Getting from there to here seems impossible. That was yesterday, right? Sixteen years and change later, the studio has metamorphosed multiple times, finally becoming Leto's apartment. This week the studio caught up to me in a nightmare flashback. When we built the studio, we also created a gallery space out of 1/3 of the total space. The ceiling of the gallery was jam-packed with track lighting and cans of floodlights and spotlights. At the peak, there were over forty cans of light on the ceiling! The goal was to make it so that no matter where you stood, there were no shadows falling on the pots. Everything was picture perfect and balanced light.
Leto called me out to their apartment early this week after smelling a burning electrical smell. For a potter, that is the fear that keeps you awake at nights.

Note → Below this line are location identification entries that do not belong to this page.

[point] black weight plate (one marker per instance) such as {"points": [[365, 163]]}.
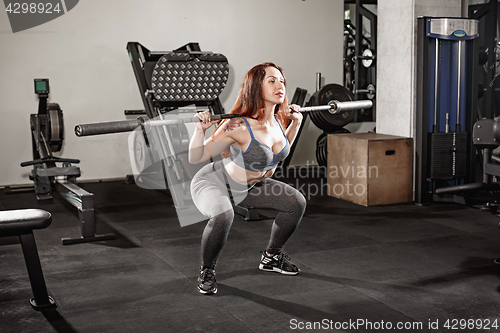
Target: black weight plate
{"points": [[331, 122]]}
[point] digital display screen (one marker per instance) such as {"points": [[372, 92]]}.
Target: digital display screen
{"points": [[41, 86]]}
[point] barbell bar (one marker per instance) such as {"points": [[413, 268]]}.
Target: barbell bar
{"points": [[334, 107]]}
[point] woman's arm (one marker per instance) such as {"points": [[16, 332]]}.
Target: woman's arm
{"points": [[293, 128], [200, 149]]}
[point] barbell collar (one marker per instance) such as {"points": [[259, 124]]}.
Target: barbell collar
{"points": [[335, 107]]}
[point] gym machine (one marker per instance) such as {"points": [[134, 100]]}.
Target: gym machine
{"points": [[485, 96], [47, 129], [173, 86], [360, 66], [444, 152]]}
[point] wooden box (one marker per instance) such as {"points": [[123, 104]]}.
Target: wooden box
{"points": [[370, 169]]}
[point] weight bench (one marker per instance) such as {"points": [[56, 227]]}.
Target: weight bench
{"points": [[21, 223]]}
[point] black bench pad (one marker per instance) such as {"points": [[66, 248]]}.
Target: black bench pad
{"points": [[23, 221]]}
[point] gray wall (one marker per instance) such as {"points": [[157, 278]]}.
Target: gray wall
{"points": [[83, 54], [396, 60]]}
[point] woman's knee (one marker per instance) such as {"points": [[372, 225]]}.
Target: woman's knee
{"points": [[224, 219], [296, 200]]}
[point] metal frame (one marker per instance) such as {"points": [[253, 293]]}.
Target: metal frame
{"points": [[47, 177]]}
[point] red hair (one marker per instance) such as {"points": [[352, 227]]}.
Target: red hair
{"points": [[250, 101]]}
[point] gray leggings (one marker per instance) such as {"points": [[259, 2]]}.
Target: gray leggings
{"points": [[214, 193]]}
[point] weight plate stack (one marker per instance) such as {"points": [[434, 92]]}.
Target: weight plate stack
{"points": [[56, 127], [324, 119]]}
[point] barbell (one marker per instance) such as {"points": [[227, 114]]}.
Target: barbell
{"points": [[333, 107]]}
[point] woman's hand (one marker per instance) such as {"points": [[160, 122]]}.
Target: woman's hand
{"points": [[295, 115], [205, 120]]}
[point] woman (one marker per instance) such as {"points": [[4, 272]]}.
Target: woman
{"points": [[254, 143]]}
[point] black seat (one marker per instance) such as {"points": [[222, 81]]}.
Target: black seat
{"points": [[21, 223]]}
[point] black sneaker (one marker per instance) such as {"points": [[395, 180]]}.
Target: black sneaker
{"points": [[206, 281], [278, 263]]}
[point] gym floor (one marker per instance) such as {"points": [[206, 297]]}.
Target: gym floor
{"points": [[362, 269]]}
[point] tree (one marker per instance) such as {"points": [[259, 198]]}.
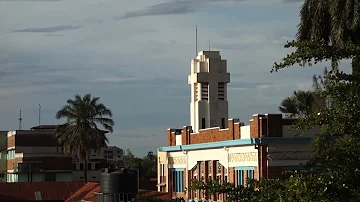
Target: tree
{"points": [[337, 147], [336, 22], [80, 134]]}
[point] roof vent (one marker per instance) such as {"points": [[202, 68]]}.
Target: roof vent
{"points": [[38, 196]]}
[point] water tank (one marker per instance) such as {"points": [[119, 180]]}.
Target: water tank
{"points": [[119, 184]]}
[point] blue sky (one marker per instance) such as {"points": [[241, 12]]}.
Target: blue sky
{"points": [[135, 55]]}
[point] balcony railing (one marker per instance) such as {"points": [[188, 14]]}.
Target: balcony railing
{"points": [[118, 197]]}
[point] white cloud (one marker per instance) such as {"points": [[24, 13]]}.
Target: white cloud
{"points": [[105, 54]]}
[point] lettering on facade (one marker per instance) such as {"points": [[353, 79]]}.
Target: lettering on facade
{"points": [[177, 160], [243, 157], [289, 155]]}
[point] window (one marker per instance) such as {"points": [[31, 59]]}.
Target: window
{"points": [[50, 177], [240, 171], [240, 177], [163, 189], [97, 166], [203, 123], [250, 174], [10, 154], [221, 91], [205, 91], [178, 180], [222, 123]]}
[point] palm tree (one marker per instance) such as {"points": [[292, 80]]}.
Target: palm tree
{"points": [[300, 104], [334, 21], [80, 134]]}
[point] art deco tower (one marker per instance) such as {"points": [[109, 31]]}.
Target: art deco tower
{"points": [[208, 80]]}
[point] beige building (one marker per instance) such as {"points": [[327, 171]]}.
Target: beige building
{"points": [[208, 79], [231, 152]]}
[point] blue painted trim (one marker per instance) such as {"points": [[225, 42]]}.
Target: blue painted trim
{"points": [[239, 142], [300, 167], [209, 145], [282, 140], [244, 168]]}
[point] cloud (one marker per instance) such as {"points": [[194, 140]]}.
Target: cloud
{"points": [[171, 8], [30, 0], [292, 1], [48, 29], [117, 80], [54, 35]]}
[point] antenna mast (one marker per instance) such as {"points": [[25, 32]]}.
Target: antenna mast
{"points": [[196, 41], [20, 121], [39, 113]]}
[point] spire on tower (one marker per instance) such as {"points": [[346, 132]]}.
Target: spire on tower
{"points": [[20, 121]]}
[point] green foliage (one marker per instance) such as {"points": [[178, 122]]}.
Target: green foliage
{"points": [[300, 104], [313, 52], [80, 134]]}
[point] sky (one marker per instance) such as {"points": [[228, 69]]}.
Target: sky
{"points": [[136, 54]]}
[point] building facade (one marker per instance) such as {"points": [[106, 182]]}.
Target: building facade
{"points": [[94, 165], [234, 153], [32, 156], [113, 154], [208, 80]]}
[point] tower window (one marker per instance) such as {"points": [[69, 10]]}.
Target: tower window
{"points": [[205, 91], [203, 123], [221, 91]]}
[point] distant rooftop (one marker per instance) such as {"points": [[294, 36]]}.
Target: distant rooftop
{"points": [[52, 127]]}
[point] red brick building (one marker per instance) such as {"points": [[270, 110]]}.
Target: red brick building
{"points": [[226, 150]]}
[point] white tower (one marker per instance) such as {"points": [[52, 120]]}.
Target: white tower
{"points": [[208, 80]]}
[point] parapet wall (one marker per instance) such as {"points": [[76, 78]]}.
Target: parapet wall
{"points": [[268, 125]]}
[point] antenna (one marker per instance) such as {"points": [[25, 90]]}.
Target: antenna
{"points": [[196, 41], [39, 113], [20, 121]]}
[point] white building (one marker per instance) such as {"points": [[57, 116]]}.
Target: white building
{"points": [[226, 149], [208, 80], [113, 154], [94, 165]]}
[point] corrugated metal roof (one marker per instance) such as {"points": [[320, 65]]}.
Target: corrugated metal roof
{"points": [[86, 193], [25, 191]]}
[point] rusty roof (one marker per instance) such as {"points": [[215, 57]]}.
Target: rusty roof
{"points": [[25, 191], [86, 193]]}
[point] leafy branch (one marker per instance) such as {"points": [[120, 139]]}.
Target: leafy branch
{"points": [[312, 52]]}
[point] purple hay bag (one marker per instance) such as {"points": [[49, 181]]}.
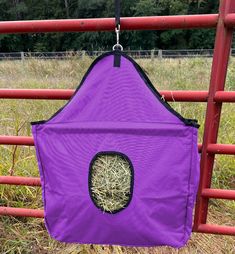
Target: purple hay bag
{"points": [[118, 109]]}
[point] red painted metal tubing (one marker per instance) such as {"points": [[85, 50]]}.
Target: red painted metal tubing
{"points": [[108, 24], [52, 94], [230, 20], [218, 193], [224, 96], [65, 94], [215, 229], [190, 96], [221, 149], [28, 141], [20, 180], [21, 212], [16, 140]]}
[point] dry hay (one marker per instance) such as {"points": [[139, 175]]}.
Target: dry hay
{"points": [[110, 182]]}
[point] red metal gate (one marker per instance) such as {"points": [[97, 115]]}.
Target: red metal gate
{"points": [[224, 23]]}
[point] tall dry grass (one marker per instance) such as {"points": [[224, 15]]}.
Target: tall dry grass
{"points": [[27, 235]]}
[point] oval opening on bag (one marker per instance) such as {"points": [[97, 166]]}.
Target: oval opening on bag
{"points": [[111, 178]]}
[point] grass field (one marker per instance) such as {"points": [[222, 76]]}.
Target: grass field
{"points": [[28, 235]]}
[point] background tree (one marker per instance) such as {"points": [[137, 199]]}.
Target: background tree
{"points": [[62, 9]]}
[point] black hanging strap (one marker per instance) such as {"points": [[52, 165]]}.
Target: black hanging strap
{"points": [[117, 13], [117, 47]]}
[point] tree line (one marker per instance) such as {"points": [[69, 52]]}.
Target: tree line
{"points": [[73, 9]]}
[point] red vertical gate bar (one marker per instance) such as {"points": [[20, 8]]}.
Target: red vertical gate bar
{"points": [[217, 82]]}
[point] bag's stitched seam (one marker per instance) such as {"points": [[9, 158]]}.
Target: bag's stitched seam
{"points": [[189, 189]]}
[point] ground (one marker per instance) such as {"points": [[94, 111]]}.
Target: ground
{"points": [[28, 235]]}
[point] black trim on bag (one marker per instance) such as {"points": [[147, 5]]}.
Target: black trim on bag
{"points": [[186, 121], [131, 181]]}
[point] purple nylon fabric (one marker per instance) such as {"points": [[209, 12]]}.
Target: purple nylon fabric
{"points": [[116, 109]]}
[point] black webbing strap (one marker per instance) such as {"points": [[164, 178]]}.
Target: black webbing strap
{"points": [[117, 13], [117, 54]]}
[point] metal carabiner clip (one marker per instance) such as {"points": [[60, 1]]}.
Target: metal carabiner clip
{"points": [[117, 45]]}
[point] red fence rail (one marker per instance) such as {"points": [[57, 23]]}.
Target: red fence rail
{"points": [[224, 22]]}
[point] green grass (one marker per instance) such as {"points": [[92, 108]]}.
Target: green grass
{"points": [[28, 235]]}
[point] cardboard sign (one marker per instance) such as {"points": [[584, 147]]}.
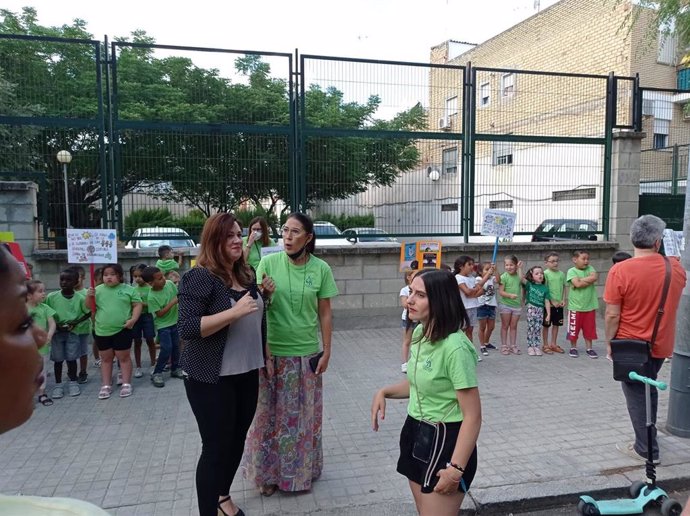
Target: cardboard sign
{"points": [[91, 246], [674, 243], [498, 223], [420, 255]]}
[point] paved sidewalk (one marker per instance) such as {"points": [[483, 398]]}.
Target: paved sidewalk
{"points": [[550, 430]]}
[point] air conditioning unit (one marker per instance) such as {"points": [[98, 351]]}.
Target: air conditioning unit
{"points": [[444, 123]]}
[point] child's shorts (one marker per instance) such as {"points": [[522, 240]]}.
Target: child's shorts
{"points": [[556, 317], [472, 316], [585, 321], [121, 341], [84, 343], [143, 328], [65, 346], [486, 312]]}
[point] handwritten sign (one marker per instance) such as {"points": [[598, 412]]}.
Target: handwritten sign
{"points": [[91, 246], [498, 223], [674, 243]]}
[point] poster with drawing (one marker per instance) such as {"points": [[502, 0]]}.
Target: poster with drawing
{"points": [[498, 223], [674, 243], [91, 246]]}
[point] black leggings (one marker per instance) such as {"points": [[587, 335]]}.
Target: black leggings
{"points": [[224, 412]]}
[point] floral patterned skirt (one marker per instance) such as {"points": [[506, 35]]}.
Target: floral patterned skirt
{"points": [[283, 446]]}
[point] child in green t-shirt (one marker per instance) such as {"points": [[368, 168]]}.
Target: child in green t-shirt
{"points": [[582, 303], [555, 280], [144, 328], [167, 261], [538, 307], [43, 317], [163, 304], [70, 312], [510, 304]]}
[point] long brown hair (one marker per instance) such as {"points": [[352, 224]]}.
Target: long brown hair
{"points": [[212, 255]]}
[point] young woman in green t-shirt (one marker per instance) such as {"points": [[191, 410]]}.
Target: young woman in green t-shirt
{"points": [[442, 389]]}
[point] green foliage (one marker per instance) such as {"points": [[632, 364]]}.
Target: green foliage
{"points": [[148, 218], [344, 222]]}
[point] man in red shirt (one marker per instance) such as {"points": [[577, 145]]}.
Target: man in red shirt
{"points": [[632, 295]]}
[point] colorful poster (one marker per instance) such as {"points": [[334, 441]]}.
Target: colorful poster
{"points": [[498, 223], [420, 255], [91, 246]]}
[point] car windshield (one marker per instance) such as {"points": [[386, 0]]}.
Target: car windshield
{"points": [[325, 230], [170, 242]]}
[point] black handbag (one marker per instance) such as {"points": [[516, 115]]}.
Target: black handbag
{"points": [[636, 355]]}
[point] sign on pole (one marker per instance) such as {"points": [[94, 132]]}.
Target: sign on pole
{"points": [[91, 246], [498, 223]]}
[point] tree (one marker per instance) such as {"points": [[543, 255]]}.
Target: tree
{"points": [[201, 163]]}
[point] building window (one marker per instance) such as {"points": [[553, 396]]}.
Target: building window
{"points": [[502, 153], [450, 161], [501, 205], [508, 85], [484, 94], [660, 141], [574, 195]]}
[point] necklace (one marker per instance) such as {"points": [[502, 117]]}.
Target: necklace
{"points": [[304, 280]]}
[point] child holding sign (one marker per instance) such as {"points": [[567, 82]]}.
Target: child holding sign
{"points": [[510, 304]]}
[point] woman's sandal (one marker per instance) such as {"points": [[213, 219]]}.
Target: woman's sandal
{"points": [[268, 489], [126, 390], [44, 400], [221, 512], [105, 391]]}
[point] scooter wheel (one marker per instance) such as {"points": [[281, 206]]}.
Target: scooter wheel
{"points": [[636, 488], [671, 507], [587, 509]]}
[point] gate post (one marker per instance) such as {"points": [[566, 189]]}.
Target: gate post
{"points": [[625, 185]]}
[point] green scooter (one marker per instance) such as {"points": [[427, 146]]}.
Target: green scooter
{"points": [[641, 493]]}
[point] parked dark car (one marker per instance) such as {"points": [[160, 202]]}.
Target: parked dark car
{"points": [[565, 229]]}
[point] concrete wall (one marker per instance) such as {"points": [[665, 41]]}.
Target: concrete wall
{"points": [[18, 213], [368, 279]]}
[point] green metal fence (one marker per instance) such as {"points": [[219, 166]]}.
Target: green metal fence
{"points": [[166, 135]]}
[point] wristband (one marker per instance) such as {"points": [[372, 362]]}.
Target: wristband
{"points": [[451, 465]]}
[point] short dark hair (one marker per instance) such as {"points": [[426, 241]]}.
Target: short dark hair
{"points": [[148, 272], [162, 249], [620, 256], [447, 314]]}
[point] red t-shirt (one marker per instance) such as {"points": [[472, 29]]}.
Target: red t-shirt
{"points": [[636, 285]]}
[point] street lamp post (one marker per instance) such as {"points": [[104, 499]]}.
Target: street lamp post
{"points": [[65, 158]]}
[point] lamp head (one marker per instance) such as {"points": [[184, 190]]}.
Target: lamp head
{"points": [[64, 157]]}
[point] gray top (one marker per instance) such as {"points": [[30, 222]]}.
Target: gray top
{"points": [[243, 349]]}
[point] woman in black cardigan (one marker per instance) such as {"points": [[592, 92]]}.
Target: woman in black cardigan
{"points": [[222, 320]]}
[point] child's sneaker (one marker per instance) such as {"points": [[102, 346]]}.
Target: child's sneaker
{"points": [[157, 380], [73, 389], [58, 392]]}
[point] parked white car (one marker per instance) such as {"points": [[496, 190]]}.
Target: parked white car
{"points": [[156, 237]]}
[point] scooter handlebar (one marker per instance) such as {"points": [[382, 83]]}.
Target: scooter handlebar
{"points": [[654, 383]]}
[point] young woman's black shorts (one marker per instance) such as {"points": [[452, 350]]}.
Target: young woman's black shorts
{"points": [[415, 470], [121, 341]]}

Eventually we ruled out bad wiring in the wall, we ruled out the microwave as the culprit... even ruled out bad outlets. The following day, Leto discovered a tiny black bleb on one of the light fixture ballasts. I got up there on a ladder to find, yep, that little bugger was melting down. After over twenty years in daily use, the light fixture had given up the ghost. Turned out, these little halogen fixtures had been recalled... because they caused fires. Hmmm. I guess I missed the recall notice while I was distracted.
Which leads me back to asking the question about the path vs the distractions. "Life is what happens to us while we are making other plans." -Allen Saunders.